Tulus merasa bahwa ia juga memiliki sifat-sifat Dajal, pikiran-pikiran negatif yang tidak pernah berhenti merasukinya. Ia termenung dengan wajah tertunduk.
"Adapun cara mengalahkan pengaruh negatif itu," sambung Mbah Kucing memecah keheningan, "Harus dengan tirakat, riyadhah, menundukan hawa nafsu dengan berbagai amal ibadah, sembayang, puasa dan banyak berdzikir. Buah dari rangkaian riyadhah itu berupa welas asih kepada sesama. Itulah inti yang dimaksud dalam riwayat yang menyebutkan bahwa yang bisa mengalahkan Dajal adalah Nabi Isa, sosok yang penuh welas asih!"
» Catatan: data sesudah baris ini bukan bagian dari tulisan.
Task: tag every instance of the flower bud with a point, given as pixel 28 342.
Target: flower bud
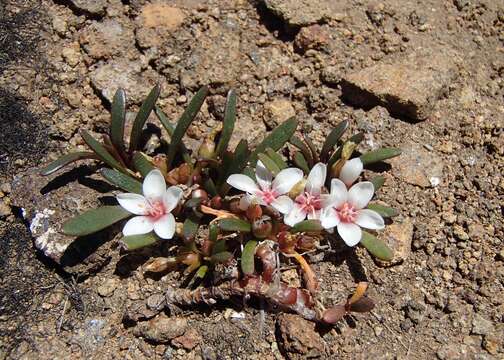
pixel 261 228
pixel 254 212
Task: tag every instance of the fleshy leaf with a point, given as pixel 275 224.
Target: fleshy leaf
pixel 332 139
pixel 234 225
pixel 376 246
pixel 65 160
pixel 118 116
pixel 141 163
pixel 122 181
pixel 277 158
pixel 227 123
pixel 101 152
pixel 269 164
pixel 142 116
pixel 379 155
pixel 384 211
pixel 247 258
pixel 276 139
pixel 307 226
pixel 378 182
pixel 301 163
pixel 94 220
pixel 183 124
pixel 134 242
pixel 170 128
pixel 297 142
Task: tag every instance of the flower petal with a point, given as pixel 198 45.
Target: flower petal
pixel 286 179
pixel 316 178
pixel 282 204
pixel 351 171
pixel 369 219
pixel 350 233
pixel 329 218
pixel 172 197
pixel 154 185
pixel 263 176
pixel 134 203
pixel 339 192
pixel 138 225
pixel 360 194
pixel 164 227
pixel 295 215
pixel 243 183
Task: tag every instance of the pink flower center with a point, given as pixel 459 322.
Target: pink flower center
pixel 156 210
pixel 268 196
pixel 309 202
pixel 347 213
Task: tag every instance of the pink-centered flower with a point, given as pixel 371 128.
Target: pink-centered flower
pixel 310 202
pixel 347 211
pixel 267 191
pixel 153 208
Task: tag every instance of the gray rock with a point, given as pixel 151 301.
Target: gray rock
pixel 93 7
pixel 108 77
pixel 161 329
pixel 408 88
pixel 296 13
pixel 46 203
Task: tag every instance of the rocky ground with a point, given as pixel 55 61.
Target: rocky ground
pixel 425 76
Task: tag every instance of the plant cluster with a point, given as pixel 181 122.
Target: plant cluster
pixel 235 216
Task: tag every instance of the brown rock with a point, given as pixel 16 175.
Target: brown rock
pixel 189 340
pixel 418 166
pixel 298 338
pixel 297 13
pixel 311 37
pixel 107 38
pixel 156 22
pixel 161 329
pixel 408 88
pixel 277 111
pixel 398 237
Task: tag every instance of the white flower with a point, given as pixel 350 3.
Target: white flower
pixel 347 211
pixel 351 171
pixel 269 192
pixel 154 208
pixel 311 200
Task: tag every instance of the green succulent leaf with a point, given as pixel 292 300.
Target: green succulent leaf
pixel 307 226
pixel 235 225
pixel 101 152
pixel 134 242
pixel 301 163
pixel 118 115
pixel 65 160
pixel 122 181
pixel 377 182
pixel 183 124
pixel 376 247
pixel 276 139
pixel 190 228
pixel 379 155
pixel 269 164
pixel 247 258
pixel 227 124
pixel 142 116
pixel 384 211
pixel 221 257
pixel 277 158
pixel 332 139
pixel 94 220
pixel 142 163
pixel 297 142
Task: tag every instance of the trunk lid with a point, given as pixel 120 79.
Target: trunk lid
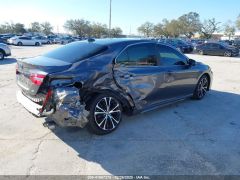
pixel 32 72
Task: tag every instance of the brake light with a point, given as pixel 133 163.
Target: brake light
pixel 48 96
pixel 17 69
pixel 37 79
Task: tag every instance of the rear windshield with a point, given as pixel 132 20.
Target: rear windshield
pixel 76 51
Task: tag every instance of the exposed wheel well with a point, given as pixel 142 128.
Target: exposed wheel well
pixel 209 79
pixel 89 97
pixel 2 52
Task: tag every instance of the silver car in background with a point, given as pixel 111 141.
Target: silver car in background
pixel 24 41
pixel 4 51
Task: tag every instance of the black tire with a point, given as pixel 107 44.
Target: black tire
pixel 200 52
pixel 201 88
pixel 2 55
pixel 105 114
pixel 227 54
pixel 19 43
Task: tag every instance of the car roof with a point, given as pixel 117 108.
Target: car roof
pixel 113 41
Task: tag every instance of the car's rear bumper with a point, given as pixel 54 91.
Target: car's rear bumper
pixel 31 106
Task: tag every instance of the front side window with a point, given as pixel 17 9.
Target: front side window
pixel 76 51
pixel 215 46
pixel 170 56
pixel 139 55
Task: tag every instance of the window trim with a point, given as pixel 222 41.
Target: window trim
pixel 130 45
pixel 176 51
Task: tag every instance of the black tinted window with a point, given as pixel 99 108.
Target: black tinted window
pixel 170 56
pixel 139 55
pixel 76 51
pixel 215 46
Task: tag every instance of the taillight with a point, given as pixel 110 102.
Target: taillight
pixel 37 79
pixel 17 68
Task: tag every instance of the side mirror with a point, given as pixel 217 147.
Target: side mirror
pixel 191 62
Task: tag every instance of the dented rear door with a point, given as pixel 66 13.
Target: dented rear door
pixel 137 73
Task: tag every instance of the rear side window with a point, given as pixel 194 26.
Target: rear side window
pixel 215 46
pixel 139 55
pixel 170 56
pixel 76 51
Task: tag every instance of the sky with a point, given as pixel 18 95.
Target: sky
pixel 127 14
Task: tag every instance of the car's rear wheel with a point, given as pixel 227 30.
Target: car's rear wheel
pixel 105 114
pixel 1 55
pixel 202 88
pixel 227 54
pixel 19 43
pixel 200 52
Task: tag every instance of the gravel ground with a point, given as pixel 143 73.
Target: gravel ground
pixel 189 138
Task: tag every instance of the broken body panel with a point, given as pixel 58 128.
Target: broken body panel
pixel 67 87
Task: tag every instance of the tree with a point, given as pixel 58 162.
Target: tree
pixel 18 28
pixel 116 32
pixel 229 29
pixel 98 30
pixel 238 22
pixel 146 29
pixel 208 27
pixel 46 28
pixel 172 28
pixel 159 30
pixel 35 27
pixel 189 24
pixel 5 28
pixel 79 27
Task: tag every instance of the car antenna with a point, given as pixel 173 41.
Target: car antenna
pixel 91 39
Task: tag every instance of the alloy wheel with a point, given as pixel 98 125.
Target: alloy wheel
pixel 1 56
pixel 202 87
pixel 228 54
pixel 107 113
pixel 200 52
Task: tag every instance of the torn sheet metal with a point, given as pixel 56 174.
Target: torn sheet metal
pixel 69 109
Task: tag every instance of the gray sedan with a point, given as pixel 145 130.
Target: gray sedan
pixel 4 51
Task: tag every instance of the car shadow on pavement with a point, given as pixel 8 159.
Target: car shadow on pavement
pixel 190 137
pixel 8 61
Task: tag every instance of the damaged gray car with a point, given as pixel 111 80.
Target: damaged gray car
pixel 92 83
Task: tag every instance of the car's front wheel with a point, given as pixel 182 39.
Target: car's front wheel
pixel 200 52
pixel 19 44
pixel 105 114
pixel 1 55
pixel 202 88
pixel 228 54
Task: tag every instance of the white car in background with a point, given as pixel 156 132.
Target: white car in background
pixel 4 51
pixel 42 39
pixel 24 41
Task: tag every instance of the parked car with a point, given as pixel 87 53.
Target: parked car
pixel 236 43
pixel 216 48
pixel 179 44
pixel 94 82
pixel 42 39
pixel 64 40
pixel 228 42
pixel 196 42
pixel 4 51
pixel 24 41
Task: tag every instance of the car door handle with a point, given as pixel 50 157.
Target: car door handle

Tiga orang murid itu memerhatikan aura yang terpancar dari wajah Mbah Kucing saat memberikan wejangan. Terpancar cahaya yang membuat wajah sang guru itu terkesan begitu agung. Mendadak berbeda jauh energinya dengan wajah yang selama ini mereka lihat. Ada aura kasih sayang, sekaligus kekuatan yang menggetarkan sanubari.